Have Acne-Prone Skin? Here's How You Can Tweak The Viral Skin Cycling Routine

Many of us believed that we would only suffer from breakouts and blackheads when we were going through puberty. However, many of us are still battling our temperamental skin. This has forced us to look for remedies on the internet and social media. Recently, social sites like Instagram and TikTok have exploded with skincare content and, more specifically, skincare routine advice. Anything from helping remove blackheads to facilitating face hydration has had its place on social media. Not all advice given by influencers and fledgling dermatologists is good advice, however. We have to be weary and research to know if what we're being told is actually beneficial or just another fad that will disappear as quickly as it emerged.

However, there is a TikTok trend that has made its way to the vanities of many and has been shown to be effective when fighting acne. Made famous by dermatologist Dr. Whitney Bowe, 3.5 million views on TikTok prove that there might be some legitimacy to cycling your skincare. We've learned about the benefits of skin cycling, but there are some tricks you can apply to specifically address acne-prone skin.

What is skin cycling for acne?

Skin cycling is a creative way to name what many dermatologists have recommended doing to keep our skin happy. The idea behind skin cycling is that you space out ingredients in your routine to give your skin time to adjust and heal from irritants that may be negatively impacting your skin, says Oprah Daily. In addition, in order to gain optimal results from your skincare routine, Dr. Whitney Bowe recommends trying skin cycling for at least two weeks to reap the benefits. However, if your skin is already prone to blackheads and breakouts, you may need to make adjustments to the cycle to keep your skin healthy and happy.
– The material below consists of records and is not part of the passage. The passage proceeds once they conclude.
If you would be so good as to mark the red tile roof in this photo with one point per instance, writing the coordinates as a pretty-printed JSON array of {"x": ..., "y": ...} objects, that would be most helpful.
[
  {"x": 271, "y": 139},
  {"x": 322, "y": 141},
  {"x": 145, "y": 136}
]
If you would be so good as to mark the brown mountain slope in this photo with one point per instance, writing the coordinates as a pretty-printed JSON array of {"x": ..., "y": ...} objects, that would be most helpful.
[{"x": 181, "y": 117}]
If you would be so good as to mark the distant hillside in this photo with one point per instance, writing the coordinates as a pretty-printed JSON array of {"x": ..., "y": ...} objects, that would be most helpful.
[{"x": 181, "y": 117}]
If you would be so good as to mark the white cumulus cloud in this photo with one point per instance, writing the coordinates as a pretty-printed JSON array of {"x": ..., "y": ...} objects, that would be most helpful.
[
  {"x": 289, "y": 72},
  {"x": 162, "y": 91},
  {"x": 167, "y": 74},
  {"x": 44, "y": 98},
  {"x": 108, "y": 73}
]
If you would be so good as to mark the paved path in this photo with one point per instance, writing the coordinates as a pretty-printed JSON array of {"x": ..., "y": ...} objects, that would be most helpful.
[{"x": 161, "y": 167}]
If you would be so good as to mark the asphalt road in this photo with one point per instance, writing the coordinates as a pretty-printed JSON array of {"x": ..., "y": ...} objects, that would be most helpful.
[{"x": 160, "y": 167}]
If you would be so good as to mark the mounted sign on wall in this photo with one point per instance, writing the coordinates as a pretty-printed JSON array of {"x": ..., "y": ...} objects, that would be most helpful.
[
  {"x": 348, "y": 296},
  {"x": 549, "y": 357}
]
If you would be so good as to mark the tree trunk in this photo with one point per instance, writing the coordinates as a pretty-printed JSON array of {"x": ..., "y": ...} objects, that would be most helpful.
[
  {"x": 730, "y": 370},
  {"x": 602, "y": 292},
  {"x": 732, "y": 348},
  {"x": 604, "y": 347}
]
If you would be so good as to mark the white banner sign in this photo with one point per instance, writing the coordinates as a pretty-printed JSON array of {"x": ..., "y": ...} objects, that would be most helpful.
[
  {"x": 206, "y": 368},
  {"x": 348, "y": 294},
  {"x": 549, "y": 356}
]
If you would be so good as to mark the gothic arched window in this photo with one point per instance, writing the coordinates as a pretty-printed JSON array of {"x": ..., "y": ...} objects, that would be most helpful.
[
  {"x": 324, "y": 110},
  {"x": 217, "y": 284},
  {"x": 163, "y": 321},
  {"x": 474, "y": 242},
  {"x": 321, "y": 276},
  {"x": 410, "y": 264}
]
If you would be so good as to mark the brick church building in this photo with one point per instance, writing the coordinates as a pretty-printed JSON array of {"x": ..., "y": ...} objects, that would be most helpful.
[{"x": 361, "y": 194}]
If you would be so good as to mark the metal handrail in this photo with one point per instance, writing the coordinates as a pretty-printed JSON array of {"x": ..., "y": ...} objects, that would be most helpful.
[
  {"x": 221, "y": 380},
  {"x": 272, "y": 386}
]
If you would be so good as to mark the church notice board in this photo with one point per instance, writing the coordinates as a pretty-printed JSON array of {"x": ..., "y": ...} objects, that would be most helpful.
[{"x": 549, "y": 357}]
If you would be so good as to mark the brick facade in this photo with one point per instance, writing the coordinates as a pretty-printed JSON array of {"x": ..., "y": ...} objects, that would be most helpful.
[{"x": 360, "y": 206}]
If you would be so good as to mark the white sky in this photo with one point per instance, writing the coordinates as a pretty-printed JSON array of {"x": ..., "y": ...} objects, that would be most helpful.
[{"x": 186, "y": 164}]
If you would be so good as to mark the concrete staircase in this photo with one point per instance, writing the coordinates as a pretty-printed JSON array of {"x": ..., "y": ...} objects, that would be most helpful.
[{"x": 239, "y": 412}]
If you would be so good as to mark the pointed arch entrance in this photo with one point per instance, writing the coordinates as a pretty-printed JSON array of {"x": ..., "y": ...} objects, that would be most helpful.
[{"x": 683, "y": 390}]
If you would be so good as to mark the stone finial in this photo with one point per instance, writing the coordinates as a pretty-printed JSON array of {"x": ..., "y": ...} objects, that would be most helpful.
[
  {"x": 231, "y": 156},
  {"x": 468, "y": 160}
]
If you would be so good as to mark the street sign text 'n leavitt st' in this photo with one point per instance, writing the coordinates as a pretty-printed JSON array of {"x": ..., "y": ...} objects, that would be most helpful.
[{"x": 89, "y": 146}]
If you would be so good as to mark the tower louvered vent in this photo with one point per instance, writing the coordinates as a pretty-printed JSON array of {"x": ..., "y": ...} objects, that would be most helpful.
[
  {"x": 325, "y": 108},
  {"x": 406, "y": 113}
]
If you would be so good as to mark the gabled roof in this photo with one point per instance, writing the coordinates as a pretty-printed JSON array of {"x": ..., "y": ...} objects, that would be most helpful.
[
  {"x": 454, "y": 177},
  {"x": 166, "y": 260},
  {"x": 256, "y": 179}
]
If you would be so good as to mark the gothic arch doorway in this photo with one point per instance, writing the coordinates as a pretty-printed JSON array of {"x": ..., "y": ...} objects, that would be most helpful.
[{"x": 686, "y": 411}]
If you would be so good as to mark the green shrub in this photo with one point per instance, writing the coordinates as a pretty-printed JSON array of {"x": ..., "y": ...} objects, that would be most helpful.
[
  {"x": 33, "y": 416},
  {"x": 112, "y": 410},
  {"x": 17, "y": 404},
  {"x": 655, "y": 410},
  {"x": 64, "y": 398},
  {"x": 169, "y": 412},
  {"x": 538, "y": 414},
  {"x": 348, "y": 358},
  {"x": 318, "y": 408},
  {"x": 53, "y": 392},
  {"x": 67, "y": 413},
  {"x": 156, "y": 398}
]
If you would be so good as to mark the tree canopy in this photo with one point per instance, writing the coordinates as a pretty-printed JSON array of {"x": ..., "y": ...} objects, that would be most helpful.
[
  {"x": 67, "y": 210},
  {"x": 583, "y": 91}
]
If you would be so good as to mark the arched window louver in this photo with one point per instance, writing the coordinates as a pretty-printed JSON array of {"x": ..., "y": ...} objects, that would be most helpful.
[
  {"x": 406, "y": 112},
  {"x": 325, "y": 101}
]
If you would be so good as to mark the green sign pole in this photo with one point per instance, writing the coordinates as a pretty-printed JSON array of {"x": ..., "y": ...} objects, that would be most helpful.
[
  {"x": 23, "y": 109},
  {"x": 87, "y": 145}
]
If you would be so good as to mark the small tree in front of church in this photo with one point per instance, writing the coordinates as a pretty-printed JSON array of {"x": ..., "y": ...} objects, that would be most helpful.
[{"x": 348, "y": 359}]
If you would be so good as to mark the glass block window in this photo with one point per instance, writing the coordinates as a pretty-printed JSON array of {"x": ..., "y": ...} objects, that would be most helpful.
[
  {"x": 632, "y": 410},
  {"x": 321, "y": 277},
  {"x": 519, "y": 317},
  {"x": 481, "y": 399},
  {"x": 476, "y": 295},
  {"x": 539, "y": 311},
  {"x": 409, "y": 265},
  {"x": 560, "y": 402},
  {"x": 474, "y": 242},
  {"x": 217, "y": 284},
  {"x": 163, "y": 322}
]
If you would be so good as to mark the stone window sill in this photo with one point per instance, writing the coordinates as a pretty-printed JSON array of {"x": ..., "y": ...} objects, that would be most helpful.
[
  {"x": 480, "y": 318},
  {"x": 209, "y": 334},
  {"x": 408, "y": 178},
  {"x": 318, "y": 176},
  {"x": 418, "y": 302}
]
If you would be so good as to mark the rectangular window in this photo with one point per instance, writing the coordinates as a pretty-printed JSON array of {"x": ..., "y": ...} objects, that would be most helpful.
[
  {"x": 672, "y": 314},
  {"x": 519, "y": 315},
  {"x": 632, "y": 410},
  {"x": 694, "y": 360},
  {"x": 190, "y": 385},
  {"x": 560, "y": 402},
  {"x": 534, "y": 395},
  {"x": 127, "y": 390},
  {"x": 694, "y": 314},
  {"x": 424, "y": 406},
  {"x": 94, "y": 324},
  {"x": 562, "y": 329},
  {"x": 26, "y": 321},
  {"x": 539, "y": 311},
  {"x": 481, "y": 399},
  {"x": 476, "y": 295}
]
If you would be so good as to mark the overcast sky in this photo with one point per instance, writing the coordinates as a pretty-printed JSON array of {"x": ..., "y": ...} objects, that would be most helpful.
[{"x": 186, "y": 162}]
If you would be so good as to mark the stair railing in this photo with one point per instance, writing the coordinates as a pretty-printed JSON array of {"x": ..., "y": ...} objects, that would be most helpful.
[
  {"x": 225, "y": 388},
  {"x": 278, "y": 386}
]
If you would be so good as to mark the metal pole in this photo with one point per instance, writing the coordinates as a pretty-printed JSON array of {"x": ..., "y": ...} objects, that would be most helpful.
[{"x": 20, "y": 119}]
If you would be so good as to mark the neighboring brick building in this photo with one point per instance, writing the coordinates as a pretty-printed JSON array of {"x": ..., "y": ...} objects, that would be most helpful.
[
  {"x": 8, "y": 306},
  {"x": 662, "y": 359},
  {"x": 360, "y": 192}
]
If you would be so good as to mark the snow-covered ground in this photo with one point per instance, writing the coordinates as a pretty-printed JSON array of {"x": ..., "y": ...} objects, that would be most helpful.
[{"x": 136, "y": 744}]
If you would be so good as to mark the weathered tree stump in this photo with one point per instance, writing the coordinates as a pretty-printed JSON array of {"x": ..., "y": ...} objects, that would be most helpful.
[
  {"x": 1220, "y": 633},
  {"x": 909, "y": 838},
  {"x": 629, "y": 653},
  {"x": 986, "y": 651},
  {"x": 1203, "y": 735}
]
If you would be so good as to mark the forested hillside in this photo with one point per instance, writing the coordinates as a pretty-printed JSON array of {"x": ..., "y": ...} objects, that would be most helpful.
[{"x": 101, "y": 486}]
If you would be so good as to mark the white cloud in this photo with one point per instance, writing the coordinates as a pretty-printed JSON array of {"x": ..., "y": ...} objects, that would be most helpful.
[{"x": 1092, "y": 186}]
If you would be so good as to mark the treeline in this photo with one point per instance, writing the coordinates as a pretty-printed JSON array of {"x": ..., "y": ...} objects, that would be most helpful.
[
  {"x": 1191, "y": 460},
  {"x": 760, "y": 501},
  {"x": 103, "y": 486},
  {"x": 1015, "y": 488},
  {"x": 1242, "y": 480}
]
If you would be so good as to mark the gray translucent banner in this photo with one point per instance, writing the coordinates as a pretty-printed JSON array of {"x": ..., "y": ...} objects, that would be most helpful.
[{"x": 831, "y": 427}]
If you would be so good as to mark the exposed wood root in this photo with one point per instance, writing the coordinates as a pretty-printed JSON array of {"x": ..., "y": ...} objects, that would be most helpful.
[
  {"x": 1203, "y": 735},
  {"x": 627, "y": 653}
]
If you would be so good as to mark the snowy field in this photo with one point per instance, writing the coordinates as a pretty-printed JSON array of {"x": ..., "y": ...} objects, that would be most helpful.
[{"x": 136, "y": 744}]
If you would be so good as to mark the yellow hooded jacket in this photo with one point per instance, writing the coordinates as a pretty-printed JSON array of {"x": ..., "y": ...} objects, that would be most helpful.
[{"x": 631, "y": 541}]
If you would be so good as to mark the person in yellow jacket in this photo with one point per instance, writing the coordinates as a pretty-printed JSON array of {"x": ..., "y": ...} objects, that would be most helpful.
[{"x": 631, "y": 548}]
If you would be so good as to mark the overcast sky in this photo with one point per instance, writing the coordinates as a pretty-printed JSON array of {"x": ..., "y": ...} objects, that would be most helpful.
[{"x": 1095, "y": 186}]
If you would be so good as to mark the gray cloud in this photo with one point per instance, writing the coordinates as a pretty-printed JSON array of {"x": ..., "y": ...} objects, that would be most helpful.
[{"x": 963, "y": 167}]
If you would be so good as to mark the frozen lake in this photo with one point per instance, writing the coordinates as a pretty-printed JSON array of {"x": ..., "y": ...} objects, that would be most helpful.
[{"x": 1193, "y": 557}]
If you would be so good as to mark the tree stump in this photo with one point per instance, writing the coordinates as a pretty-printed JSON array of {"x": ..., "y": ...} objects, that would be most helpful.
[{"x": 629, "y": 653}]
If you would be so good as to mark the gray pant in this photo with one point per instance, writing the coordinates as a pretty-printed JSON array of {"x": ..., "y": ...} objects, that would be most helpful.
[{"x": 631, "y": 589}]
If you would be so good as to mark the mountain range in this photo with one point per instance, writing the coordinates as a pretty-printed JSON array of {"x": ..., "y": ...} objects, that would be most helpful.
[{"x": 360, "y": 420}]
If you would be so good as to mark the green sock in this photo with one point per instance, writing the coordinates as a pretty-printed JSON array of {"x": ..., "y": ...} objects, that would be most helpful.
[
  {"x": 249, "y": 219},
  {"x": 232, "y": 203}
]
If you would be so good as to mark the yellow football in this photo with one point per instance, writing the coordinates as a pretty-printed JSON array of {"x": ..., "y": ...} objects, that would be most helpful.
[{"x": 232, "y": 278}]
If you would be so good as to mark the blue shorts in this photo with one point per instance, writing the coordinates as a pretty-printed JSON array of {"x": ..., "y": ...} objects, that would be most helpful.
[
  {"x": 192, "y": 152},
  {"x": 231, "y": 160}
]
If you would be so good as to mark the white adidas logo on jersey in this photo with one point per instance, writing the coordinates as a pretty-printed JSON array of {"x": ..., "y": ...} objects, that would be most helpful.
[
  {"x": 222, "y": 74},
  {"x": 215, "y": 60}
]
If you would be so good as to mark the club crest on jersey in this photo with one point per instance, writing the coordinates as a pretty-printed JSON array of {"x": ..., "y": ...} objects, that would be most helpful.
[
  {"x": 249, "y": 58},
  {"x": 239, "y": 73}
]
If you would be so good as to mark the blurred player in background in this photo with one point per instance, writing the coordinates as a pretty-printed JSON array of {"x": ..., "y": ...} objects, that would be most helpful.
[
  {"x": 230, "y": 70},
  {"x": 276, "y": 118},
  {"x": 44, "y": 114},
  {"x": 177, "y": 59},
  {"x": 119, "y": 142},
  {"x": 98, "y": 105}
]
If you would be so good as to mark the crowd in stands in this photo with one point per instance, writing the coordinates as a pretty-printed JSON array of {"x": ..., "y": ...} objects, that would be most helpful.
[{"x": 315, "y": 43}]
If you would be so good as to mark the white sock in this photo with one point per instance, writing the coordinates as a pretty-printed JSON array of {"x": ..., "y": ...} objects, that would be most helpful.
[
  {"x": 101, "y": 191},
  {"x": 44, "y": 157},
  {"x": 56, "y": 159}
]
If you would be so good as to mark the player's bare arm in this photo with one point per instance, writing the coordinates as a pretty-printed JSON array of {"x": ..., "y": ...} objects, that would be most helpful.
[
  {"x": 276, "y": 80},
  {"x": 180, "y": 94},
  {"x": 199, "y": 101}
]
The traditional order to appropriately skin cycle involves night one of exfoliation with a gentle moisturizer. Night two includes using a product with retinol and vitamin C. Nights three and four require your skin to recover with a moisturizer, and night five you start over with exfoliation, according to Elite Daily. In order to zero in on acne-prone skin specifically, you may need to cut out harsher products and skip using them every other cycle to keep your skin from breaking out (via Huda Beauty). In addition, retinoids generally shouldn't cause acne long-term, but the skin purge that comes from the initial two weeks of using these products may cause acne at first. However, taking steps to alter the skin cycling routine a bit should take care of these concerns.

How to adjust for acne

Skin cycling is really for every skin type, age, and budget. As long as you pay attention to what your skin is telling you, you can feel good knowing that it's beneficial for nearly anyone's skin (via Oprah Daily). However, if you have sensitive skin and find that the exfoliant routine is too harsh or the retinol night is too much for you, feel free to change to what suits your skin (via Stylist). What's more, Christa Evelyn recommends in a YouTube video tweaking the routine a bit by listening to your skin. She suggests that even though the routine may call for exfoliation, if your skin is super irritated, you might want to listen to it and give it more moisture. 

If some of the products are on the pricier side, there are plenty of department-store oils, retinoids, and exfoliants. Many dermatologists encourage their patients who are suffering from chronic acne to add in an acid like salicylic acid. People who are looking for quick results may see some improvements initially, but the real benefits come from being consistent with your practice (via Elite Daily). Overall, skin cycling is a social media trend that has proven the test of time and has proven to be incredibly beneficial for acne-prone skin.